This is the twenty-second article in a series dedicated to the various aspects of machine learning (ML). Today’s article will dive into the issue of bias in Machine Learning agents, specifically biases in the process of induction. Note that this is not covering bias in a moral or ethical sense, where a ML agent may make a decision based on bias against someone’s race or gender, which is a subject for another article. Rather, the bias discussed in this article deals with agents’ preference for the most efficient methods of decision-making. 

Remember decision trees from earlier in this series? If not, here’s a refresher: Decision tree learning is a machine learning method where the agent sorts through the many decisions available during any particular instance. It mimics, in a more neat way, humans’ if-then reasoning, like “If a car is driving head-on towards me in my lane, then I will swerve out of its way.” Human drivers think that, and swerve out of the way because of a basic survival instinct, but self-driving cars will likely have to reason that it is preferable to not be in a car wreck than not, though this reasoning and ultimate decision to swerve will be accomplished in a fairly speedy amount of time. 

We previously discussed in our decision tree articles how decisions are made in this method of learning, which basically consists of the agent searching through the tree to find the decision best fit for the current circumstance, like swerving out of the way in the circumstance of facing a head-on collision. It is called decision “trees” because this method can be represented in a treelike form, where attributes, like “Cars in lane” are leaves that branch out to attribute values, like “Car driving towards you,” all of which are followed to a decision that solves the root problem of what the driver should do next. 

If you read those articles, you’ll remember that one of the major issues in decision tree learning is when the decision tree becomes too bulky. Some decisions require that the decision tree be large, but that the size of the tree can make it too costly for an agent to run. Though methods like pruning exist to trim off erroneous or nonessential attributes, there is a feature of machine learning agents that can prevent the need to spend extra time and power pruning a decision tree, by developing a more manageable, “affordable” tree in the first place. That feature is bias. 

Machine Learning Bias

When we think of the word “bias,” our mind tends to offer us negative examples of bias, like racial profiling or gender-based discrimination. Sadly, such biases have been found to exist in machine learning agents, which we will discuss in a future article, but today’s piece will focus on a different kind of bias in ML agents, which is a bias for shorter decision trees. 

Inductive bias consists of the assumptions that an agent uses to justify its classifications of future decisions. If the agent swerves into another car to avoid the one about to crash into it head-on, then it will still be damaged, although it will still prefer this decision to the more deadly head-on collision.

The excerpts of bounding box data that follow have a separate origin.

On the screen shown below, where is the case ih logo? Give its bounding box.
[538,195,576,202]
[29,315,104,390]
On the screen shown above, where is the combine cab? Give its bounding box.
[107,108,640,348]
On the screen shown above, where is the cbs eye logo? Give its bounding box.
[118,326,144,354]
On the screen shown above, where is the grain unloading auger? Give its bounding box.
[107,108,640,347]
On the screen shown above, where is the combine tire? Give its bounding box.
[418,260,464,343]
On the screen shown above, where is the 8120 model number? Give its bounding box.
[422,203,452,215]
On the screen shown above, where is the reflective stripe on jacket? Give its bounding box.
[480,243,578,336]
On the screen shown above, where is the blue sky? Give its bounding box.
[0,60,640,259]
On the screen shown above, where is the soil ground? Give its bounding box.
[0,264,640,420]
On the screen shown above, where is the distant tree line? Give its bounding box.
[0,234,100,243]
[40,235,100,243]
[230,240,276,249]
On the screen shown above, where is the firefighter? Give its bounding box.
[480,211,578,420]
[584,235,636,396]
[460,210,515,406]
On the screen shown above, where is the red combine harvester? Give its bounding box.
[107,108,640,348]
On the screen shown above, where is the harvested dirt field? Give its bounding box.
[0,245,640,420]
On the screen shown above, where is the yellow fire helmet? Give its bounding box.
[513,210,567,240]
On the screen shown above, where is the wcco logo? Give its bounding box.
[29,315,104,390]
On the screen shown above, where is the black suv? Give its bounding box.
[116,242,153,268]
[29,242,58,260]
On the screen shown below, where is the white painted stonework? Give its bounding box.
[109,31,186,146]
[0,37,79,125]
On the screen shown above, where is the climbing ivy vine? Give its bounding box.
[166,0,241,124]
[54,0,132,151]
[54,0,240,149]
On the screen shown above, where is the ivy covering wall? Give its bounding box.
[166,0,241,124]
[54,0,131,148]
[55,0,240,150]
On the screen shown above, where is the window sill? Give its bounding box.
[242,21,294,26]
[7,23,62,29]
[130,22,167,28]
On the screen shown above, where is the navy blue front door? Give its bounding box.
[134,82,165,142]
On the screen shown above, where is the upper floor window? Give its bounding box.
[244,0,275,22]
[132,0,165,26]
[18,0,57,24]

This is because in the (hopefully rare) instances of possible head-on collisions, the agent will have the assumption that it is preferable to suffer less damage than more. 

The kind of inductive bias that we want to focus on here is an agent’s bias towards short, rather than complex trees. 

Agents typically don’t work with just one decision tree, but rather multiple models, some more complex than others. An agent’s machine learning algorithm has multiple approaches for deciding how to search each tree. It can go breadth-first, where it tries to identify as many attributes that lead to a decision as is manageable, or depth-first, where it prioritizes following each “branch” down to a decision, one at a time. 

Whether breadth or depth is chosen, the hypotheses or decisions that are the shortest to arrive at, meaning have the least “branches” and “leafs” that lead to it, will be stored and privileged in memory. 

This bias did not arise because of machine learning, but was officially formulated centuries ago by William of Occam, who said, in paraphrase, that one should prefer the simplest hypothesis that goes with the available data. This theory is called Occam’s razor. 

It works because, well, it’s easier for the agent. It saves time, memory usage, and often results in a satisfiable outcome, though maybe not the best. Occam’s razor, however, can lead to problems in generalization in AI agents during the training phase, meaning that the agent becomes too used to the data in the training set and struggles to “branch out” to new hypotheses based on previously unseen data. 


AI agents prefer the easy way to the hard way, and in machine learning this means choosing decision trees that are shorter rather than more complex. The impetus for choosing the easy way is that such decision trees are less costly to run in terms of time, memory usage and other such aspects of performance.